The implementation handles this naturally because the global answer starts at 0 and is updated only when a larger sum is found.
Duplicate Values
BST rules require strict inequality.
This means:
left_max < node.val < right_min
Using <= or >= would incorrectly accept duplicate values.
For example:
2
/
2
This is not a valid BST.
The implementation explicitly uses strict comparison operators, ensuring duplicates invalidate the subtree.
Invalid Deep Descendants
A subtree may appear valid when checking only direct children but fail because of deeper descendants.
Example:
10
/ \
5 15
/
6
Although 6 < 15, the entire right subtree violates BST rules because all nodes in the right subtree must be greater than 10.

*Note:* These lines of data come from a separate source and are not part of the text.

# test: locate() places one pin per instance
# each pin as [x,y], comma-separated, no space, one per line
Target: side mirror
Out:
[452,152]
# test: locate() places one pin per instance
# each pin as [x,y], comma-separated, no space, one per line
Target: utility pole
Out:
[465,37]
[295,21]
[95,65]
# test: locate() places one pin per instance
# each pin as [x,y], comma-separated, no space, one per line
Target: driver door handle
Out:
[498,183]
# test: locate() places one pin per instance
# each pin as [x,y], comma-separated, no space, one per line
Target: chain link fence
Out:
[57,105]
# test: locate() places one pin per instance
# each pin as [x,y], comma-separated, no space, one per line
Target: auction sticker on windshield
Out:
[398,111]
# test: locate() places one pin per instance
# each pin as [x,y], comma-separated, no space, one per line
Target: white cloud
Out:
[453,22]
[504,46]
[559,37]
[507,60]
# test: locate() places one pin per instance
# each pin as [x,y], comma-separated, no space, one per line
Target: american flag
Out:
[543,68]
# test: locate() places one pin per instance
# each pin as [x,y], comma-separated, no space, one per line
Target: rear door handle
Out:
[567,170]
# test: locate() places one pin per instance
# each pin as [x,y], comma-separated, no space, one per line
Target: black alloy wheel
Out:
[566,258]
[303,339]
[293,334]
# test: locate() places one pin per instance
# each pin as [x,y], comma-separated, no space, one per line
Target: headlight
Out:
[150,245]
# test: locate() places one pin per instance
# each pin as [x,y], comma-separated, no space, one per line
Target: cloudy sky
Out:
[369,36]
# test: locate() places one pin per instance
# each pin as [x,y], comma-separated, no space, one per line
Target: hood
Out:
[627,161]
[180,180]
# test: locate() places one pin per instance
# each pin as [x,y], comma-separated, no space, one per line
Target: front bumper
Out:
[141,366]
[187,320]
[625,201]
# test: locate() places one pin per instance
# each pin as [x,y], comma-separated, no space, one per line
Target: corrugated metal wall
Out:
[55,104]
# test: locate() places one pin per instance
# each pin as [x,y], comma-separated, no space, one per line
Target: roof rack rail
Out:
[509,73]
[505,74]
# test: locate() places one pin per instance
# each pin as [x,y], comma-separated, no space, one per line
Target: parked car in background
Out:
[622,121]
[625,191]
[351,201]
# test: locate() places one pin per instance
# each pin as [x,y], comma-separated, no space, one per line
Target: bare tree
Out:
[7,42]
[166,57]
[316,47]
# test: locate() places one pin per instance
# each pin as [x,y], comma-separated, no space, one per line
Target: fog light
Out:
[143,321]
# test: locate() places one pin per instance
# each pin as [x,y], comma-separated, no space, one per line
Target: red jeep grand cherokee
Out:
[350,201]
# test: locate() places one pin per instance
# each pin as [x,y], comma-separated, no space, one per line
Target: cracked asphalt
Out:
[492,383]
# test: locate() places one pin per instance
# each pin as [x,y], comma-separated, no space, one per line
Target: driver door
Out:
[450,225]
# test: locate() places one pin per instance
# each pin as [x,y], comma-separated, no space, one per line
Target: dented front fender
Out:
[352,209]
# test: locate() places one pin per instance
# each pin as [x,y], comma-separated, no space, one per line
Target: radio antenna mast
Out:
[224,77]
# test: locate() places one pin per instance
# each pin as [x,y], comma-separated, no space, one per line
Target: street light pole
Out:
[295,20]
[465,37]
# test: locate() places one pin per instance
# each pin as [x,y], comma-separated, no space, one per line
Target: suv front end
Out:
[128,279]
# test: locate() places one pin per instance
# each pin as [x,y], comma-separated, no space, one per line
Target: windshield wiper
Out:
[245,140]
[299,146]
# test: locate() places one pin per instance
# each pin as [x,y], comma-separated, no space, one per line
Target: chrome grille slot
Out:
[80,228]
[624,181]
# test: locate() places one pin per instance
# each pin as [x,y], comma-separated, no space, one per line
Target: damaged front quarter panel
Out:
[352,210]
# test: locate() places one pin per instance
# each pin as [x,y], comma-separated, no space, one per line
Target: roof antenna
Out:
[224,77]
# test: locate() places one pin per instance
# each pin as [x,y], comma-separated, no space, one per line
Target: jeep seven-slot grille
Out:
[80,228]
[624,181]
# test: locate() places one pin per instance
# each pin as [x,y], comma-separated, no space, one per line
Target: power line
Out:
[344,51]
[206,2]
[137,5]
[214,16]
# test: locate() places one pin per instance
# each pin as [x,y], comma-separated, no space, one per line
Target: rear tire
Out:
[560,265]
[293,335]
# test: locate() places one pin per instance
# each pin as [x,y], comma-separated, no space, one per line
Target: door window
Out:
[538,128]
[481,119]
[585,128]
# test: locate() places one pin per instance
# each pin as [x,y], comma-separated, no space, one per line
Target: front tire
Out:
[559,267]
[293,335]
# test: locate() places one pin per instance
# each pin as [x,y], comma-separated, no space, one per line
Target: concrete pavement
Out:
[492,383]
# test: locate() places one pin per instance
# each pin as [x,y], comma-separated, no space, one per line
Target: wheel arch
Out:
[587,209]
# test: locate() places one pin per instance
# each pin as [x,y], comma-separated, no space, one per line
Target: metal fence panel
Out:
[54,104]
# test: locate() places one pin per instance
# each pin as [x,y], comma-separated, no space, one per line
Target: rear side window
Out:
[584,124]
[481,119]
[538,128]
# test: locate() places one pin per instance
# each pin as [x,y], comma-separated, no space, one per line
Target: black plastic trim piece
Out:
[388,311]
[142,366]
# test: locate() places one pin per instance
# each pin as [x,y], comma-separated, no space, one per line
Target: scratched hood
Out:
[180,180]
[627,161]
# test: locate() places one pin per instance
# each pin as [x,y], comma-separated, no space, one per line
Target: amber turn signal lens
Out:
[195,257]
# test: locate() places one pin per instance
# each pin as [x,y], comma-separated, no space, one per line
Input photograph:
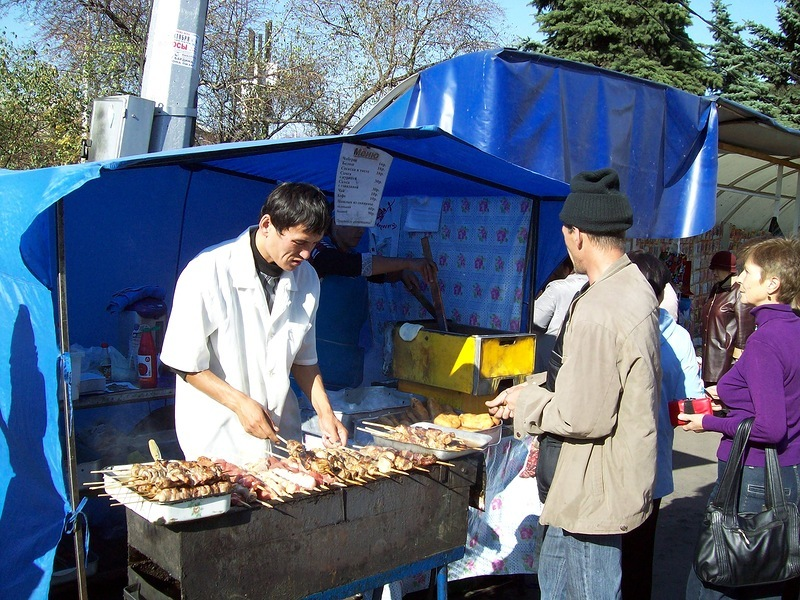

The algorithm correctly detects this by propagating subtree minimum and maximum values upward during DFS.
Highly Skewed Trees
A tree may degenerate into a linked list shape:
1
\
2
\
3
This creates recursion depth proportional to the number of nodes.
The algorithm still works correctly because each node is processed once, though recursion depth becomes O(n) in the worst case.